Statistics, Facts & Such
Benjamin Franklin, when creating bank notes for the state of Pennsylvania, deliberately misspelled "Pensylvania" to deter counterfeiting. It didn't work.
"Greenbacks", as national currency was first nicknamed, were first issued by the United States Government at President Lincoln's orders, in 1861. By 1863, just two years later, over half of the "greenbacks" in existence were counterfeit. And there were no color copiers then!
The U.S. Treasury says there is $150 billion in U.S. cash now in circulation in the world. It consists of 12 billion pieces of currency. That would figure to $30 in cash for every person on earth.
The Federal Reserve Bank of New York shreds one third of all the cash it counts and sorts each day for reprocessing.
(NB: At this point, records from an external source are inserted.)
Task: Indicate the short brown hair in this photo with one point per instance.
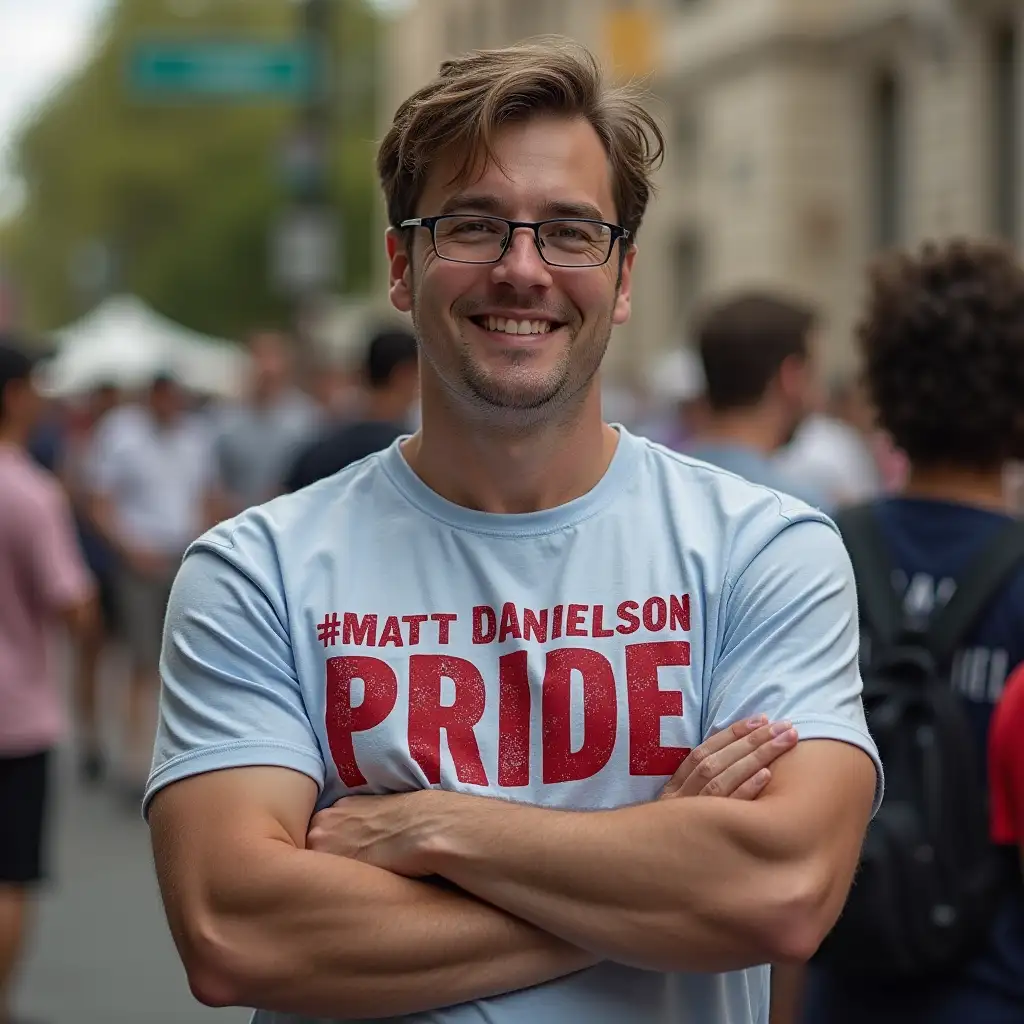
(474, 95)
(743, 342)
(942, 338)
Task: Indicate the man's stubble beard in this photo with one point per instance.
(531, 402)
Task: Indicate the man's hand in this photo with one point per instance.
(385, 832)
(379, 830)
(733, 762)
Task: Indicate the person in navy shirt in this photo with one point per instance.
(943, 346)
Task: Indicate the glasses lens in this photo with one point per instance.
(470, 240)
(576, 243)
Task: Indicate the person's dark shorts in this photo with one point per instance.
(107, 586)
(24, 785)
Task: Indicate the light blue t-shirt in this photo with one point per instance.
(369, 633)
(752, 465)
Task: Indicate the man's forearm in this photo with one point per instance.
(308, 933)
(665, 886)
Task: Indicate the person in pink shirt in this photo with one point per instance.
(42, 579)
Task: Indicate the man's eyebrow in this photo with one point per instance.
(484, 203)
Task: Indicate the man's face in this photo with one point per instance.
(546, 167)
(801, 390)
(24, 404)
(271, 365)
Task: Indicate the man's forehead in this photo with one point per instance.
(545, 164)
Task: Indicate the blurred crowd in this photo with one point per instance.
(147, 471)
(101, 494)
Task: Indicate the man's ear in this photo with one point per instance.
(624, 296)
(400, 270)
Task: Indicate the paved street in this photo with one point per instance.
(101, 952)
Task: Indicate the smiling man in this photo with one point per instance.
(420, 720)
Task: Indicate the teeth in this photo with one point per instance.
(504, 326)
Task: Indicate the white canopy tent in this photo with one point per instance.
(125, 342)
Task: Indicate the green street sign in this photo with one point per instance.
(220, 70)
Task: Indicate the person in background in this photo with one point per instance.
(76, 471)
(1006, 774)
(152, 494)
(833, 450)
(757, 351)
(257, 438)
(943, 347)
(391, 378)
(43, 580)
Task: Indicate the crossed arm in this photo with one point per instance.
(262, 919)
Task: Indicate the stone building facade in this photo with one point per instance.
(804, 135)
There were almost 87,000 PCs installed in banking offices in the United States in 1992, reports Mentis Corp. of Eden, MD, a firm specializing in bank technology research.
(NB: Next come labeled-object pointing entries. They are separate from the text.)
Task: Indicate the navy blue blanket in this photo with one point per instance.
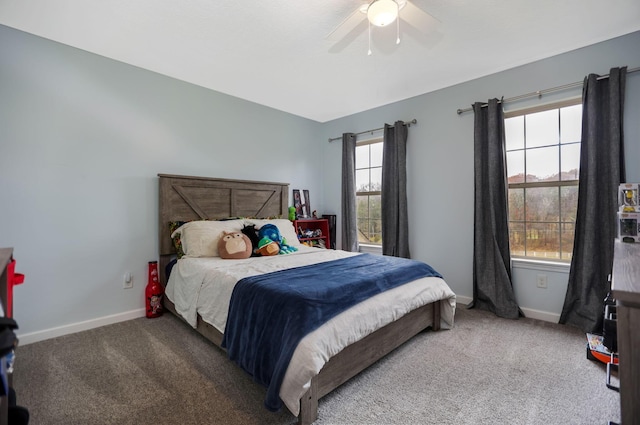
(269, 314)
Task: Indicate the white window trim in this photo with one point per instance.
(559, 266)
(540, 265)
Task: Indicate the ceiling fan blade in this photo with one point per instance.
(346, 26)
(418, 18)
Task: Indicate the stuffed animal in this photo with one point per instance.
(234, 245)
(267, 247)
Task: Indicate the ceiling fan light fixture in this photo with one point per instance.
(382, 12)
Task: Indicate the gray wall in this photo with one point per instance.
(440, 152)
(82, 139)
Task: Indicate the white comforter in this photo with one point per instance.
(204, 286)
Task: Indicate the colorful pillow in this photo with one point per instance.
(287, 231)
(234, 245)
(200, 238)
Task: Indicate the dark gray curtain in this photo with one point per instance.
(395, 221)
(601, 171)
(492, 287)
(349, 222)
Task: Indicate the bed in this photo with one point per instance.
(427, 302)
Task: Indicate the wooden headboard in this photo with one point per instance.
(185, 198)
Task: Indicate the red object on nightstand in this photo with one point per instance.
(153, 292)
(13, 279)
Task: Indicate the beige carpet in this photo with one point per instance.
(158, 371)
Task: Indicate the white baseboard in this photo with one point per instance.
(32, 337)
(462, 300)
(528, 312)
(541, 315)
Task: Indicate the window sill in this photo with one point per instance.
(550, 266)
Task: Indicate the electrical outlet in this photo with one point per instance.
(127, 282)
(541, 281)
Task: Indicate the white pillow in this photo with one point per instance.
(200, 238)
(287, 231)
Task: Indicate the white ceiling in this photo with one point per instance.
(276, 53)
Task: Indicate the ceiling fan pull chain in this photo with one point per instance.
(398, 25)
(369, 52)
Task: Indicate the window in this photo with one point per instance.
(543, 164)
(368, 191)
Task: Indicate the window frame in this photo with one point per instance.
(542, 184)
(359, 143)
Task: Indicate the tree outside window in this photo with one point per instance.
(543, 164)
(368, 191)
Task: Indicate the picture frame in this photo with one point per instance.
(306, 206)
(297, 202)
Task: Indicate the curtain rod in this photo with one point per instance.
(539, 93)
(413, 121)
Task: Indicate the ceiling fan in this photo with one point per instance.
(382, 13)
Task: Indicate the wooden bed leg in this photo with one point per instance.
(436, 316)
(309, 405)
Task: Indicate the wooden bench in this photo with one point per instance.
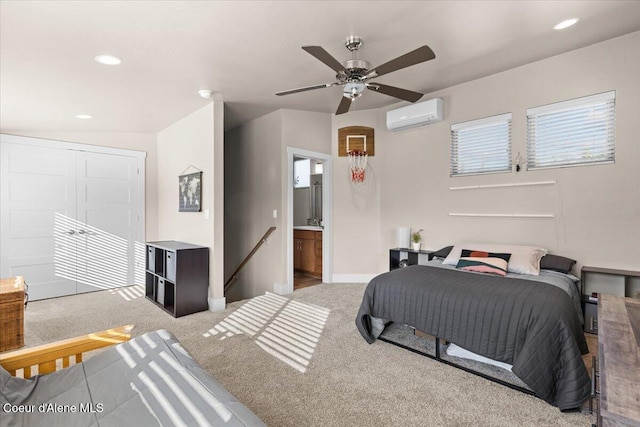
(48, 358)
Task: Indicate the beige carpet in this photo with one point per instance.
(299, 361)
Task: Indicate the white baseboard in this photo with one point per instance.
(353, 278)
(217, 304)
(282, 288)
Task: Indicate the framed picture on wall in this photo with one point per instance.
(190, 197)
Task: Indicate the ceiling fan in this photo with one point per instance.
(355, 74)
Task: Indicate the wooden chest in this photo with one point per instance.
(11, 313)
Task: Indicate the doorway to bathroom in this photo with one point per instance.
(309, 219)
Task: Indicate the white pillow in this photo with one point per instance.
(524, 259)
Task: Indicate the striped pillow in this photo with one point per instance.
(484, 262)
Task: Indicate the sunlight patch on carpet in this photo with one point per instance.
(286, 329)
(129, 293)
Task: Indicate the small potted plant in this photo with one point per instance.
(415, 240)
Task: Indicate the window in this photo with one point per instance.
(570, 133)
(481, 146)
(301, 171)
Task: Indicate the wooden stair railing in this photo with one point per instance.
(262, 241)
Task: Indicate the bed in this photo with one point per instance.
(529, 321)
(150, 380)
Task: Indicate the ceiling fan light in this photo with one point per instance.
(353, 90)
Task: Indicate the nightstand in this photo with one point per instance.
(412, 257)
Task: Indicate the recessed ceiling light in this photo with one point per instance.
(566, 24)
(108, 60)
(205, 93)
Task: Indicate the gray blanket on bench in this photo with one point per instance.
(530, 325)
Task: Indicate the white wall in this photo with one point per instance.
(253, 171)
(596, 208)
(125, 140)
(255, 185)
(189, 145)
(357, 249)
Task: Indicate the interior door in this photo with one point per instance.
(107, 223)
(69, 219)
(37, 227)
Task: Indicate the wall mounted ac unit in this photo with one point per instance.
(418, 114)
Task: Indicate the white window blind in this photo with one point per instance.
(570, 133)
(481, 146)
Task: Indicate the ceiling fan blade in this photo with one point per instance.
(421, 54)
(407, 95)
(325, 57)
(344, 106)
(304, 89)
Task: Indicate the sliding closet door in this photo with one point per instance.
(70, 220)
(37, 227)
(107, 223)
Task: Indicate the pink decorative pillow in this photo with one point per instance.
(524, 259)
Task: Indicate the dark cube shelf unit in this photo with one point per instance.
(177, 277)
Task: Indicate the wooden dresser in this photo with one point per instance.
(619, 361)
(11, 313)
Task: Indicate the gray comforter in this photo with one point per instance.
(528, 324)
(150, 380)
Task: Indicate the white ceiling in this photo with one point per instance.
(246, 51)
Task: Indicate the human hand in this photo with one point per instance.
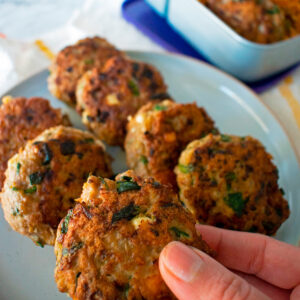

An additional 35,000 terminals were installed at workstations in banking offices in 1992. These rely on mainframes or minicomputers.
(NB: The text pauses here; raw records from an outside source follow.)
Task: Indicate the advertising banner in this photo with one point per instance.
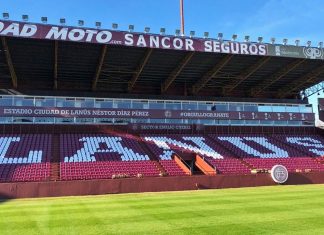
(15, 111)
(124, 38)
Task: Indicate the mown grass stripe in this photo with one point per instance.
(262, 210)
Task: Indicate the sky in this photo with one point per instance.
(291, 19)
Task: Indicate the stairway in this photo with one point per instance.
(55, 160)
(152, 157)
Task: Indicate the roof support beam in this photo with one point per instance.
(267, 82)
(99, 67)
(210, 74)
(9, 63)
(176, 71)
(247, 73)
(55, 63)
(299, 83)
(139, 69)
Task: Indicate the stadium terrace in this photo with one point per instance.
(81, 117)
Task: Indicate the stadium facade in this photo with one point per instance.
(80, 106)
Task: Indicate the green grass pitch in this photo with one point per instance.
(261, 210)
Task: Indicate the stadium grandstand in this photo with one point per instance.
(94, 111)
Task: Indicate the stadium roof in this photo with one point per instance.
(45, 57)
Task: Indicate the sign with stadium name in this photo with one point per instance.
(77, 34)
(12, 111)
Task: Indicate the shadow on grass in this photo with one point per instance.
(4, 198)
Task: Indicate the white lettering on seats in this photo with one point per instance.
(276, 152)
(165, 142)
(34, 156)
(91, 146)
(316, 146)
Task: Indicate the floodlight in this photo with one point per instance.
(273, 40)
(260, 39)
(62, 21)
(162, 31)
(44, 19)
(25, 17)
(285, 41)
(115, 26)
(297, 41)
(5, 15)
(98, 24)
(80, 23)
(220, 36)
(131, 28)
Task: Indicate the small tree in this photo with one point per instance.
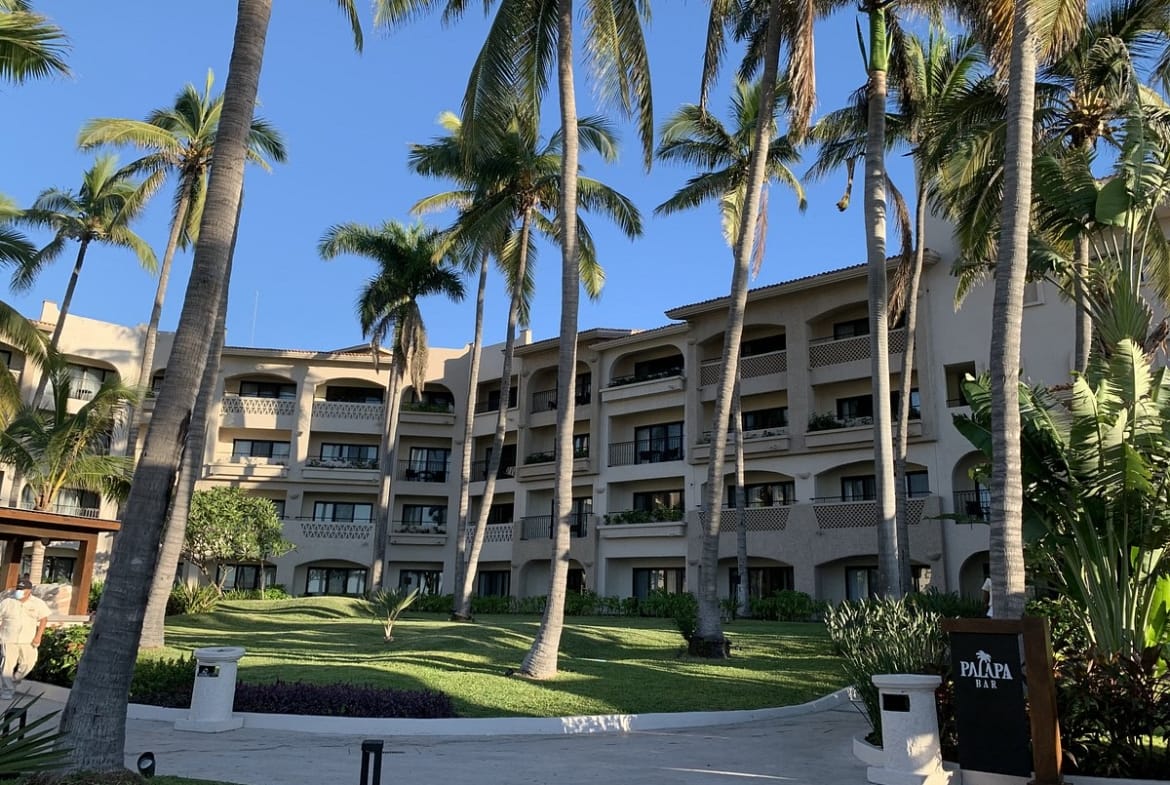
(227, 524)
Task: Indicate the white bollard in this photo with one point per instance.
(909, 731)
(214, 691)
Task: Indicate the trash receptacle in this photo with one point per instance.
(909, 731)
(214, 691)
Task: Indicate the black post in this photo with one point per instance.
(371, 748)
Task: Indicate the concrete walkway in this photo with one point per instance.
(813, 749)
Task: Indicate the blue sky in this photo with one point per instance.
(348, 121)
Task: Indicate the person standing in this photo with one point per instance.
(22, 619)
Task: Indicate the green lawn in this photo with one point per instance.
(607, 665)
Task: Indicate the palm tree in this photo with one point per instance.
(524, 42)
(694, 136)
(411, 266)
(517, 181)
(180, 140)
(94, 717)
(101, 211)
(31, 46)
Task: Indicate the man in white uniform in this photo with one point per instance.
(22, 619)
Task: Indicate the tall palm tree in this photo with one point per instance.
(527, 43)
(31, 46)
(514, 197)
(694, 136)
(179, 140)
(101, 211)
(411, 266)
(94, 717)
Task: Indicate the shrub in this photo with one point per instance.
(60, 651)
(342, 701)
(886, 635)
(164, 682)
(192, 599)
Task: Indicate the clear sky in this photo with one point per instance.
(348, 121)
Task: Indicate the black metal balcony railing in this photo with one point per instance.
(422, 470)
(974, 504)
(647, 450)
(539, 527)
(480, 470)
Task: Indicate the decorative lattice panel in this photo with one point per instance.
(348, 411)
(332, 530)
(272, 406)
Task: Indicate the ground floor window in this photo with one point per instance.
(336, 580)
(245, 576)
(427, 582)
(762, 582)
(493, 583)
(667, 579)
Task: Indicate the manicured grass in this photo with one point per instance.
(607, 665)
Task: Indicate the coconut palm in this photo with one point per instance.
(527, 43)
(179, 140)
(411, 266)
(694, 136)
(514, 198)
(94, 718)
(31, 46)
(101, 211)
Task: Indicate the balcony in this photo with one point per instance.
(263, 413)
(229, 465)
(344, 417)
(837, 512)
(655, 450)
(971, 505)
(341, 469)
(539, 527)
(422, 470)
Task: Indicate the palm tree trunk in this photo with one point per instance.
(174, 536)
(60, 326)
(888, 573)
(497, 439)
(94, 721)
(709, 640)
(902, 427)
(462, 608)
(741, 507)
(541, 661)
(156, 315)
(1006, 489)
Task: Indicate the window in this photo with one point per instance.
(658, 442)
(353, 394)
(763, 345)
(654, 579)
(343, 511)
(276, 452)
(765, 494)
(427, 582)
(355, 456)
(493, 583)
(854, 407)
(762, 582)
(425, 517)
(428, 463)
(280, 390)
(659, 367)
(765, 418)
(245, 576)
(851, 328)
(859, 488)
(336, 580)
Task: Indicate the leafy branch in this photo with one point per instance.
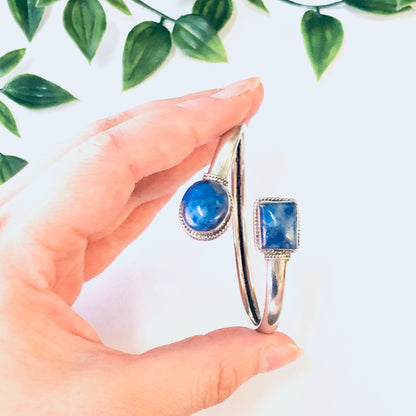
(149, 44)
Fed estimates financial institutions spent 206,000 hours gearing up for Reg DD and will "spend" 1.9 million hours per year afterward.
Regulators estimate that over 96% of the country's largest financial institutions already comply with the "new" requirement of outside annual audits.
Discover Card's merchant base is 1.7 million merchants that handle their cards. MasterCard and Visa each have 10.5 million merchants. Discover charges merchants about 1% of every transaction. Financial institutions charge an average of around 2%. American Express charges 3% or more.